The Nazi regime kept many of their victims and opposing forces at bay through systemizing the withdraw of necessities towards various groups in order to keep an ever-increasing level of uncertainty that was not too drastic to question and revolt. It is through this system that many communities were too overwhelmed with daily issues, like that of food security, to react to the broader social problems before it was too late.

The rules of the Auschwitz camp were largely based on the self-reliance of prisoners. The command structure of the camp seems simple, with basic rules of attending designated work zones, attendance round-ups, and not leaving camp grounds. The complexity of the camp comes from the social stratification of the prisoners, virtually creating a society within a society. The prisoners had to develop new skills and create inter-personal relations to receive necessary commodities, mostly in the form of food. It was this drive of hunger, and thus the acquisition of food that created a complex social system of alliances, a form of the black market, and bribery. The Nazis applied a system of near starvation to keep the prisoners weak enough from revolting and hungry enough not to even have time to think of escaping as one caption puts it that the food portions given to them were only enough to prolong their death, (Spiegelman 209).
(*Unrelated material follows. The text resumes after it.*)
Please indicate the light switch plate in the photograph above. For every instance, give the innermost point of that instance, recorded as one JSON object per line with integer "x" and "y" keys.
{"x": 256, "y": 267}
Vladek was able to slow starvation until the camp's liberation from this complex system of insider trading to the point that the camp basically held a form of currency rates such as one day's worth of bread equaling three cigarettes, in which two-hundred of these cigarettes amounted to one bottle of vodka, (Spiegelman 224). All things considered, the simple system of starvation implemented by camp officials are in no way as complex as the social rules creating by the prisoners themselves. Spiegelman's use of animal representation is most likely done to show the absurdity of  racial classification and division, especially in the masks that some characters are able to use in order to hide their identity, which displays how superficial racial cataloging is.

This idea is really engrained as the author attends his therapy session as both him and his therapist are in human form wearing mouse masks; this scene shows how the animal allusion within his novel has greatly become a part of his perceived identity while still having some portrayal of a social construct by the strings shown on the back of these masks. The portrayal of how racial "superiority" is so easily constructed reaches a pinnacle point in the novel as a German prisoner of war is perceived as a mouse-only to later to be portrayed as a cat by Vladek- because of the official's own definition of race, (Spiegelman 210).

Towards the end of the novel, the absurdity is reiterated by Francoise as she points out the hypocrisy done by Vladek as he is bothered by an African American hitchhiker that is picked up by Francoise, (Spiegelman 259). In a broad aspect, these masks create a sense of anonymity by partly disassociating the war from any one nation or person, but still adhering to the horrors that were placed upon certain groups based on their given identity.

The comic-like formatting Art Spiegelman used to display this harrowing story is both innovative and intriguing to the audience. It desensitizes the readers enough that they are able to actively continue to be intrigued by the events of the Holocaust without too much of a regretful sorrow, but not too much that they forget these notorieties are very real to the many that were involved. This format is different from typical representations for the same information that could certainly reach out to a larger audience, especially that of the younger generation. There are more sentiments being felt while viewing upon the author's illustrations that brings the readers closer to the reality that was the Holocaust rather than print that could not do it justification.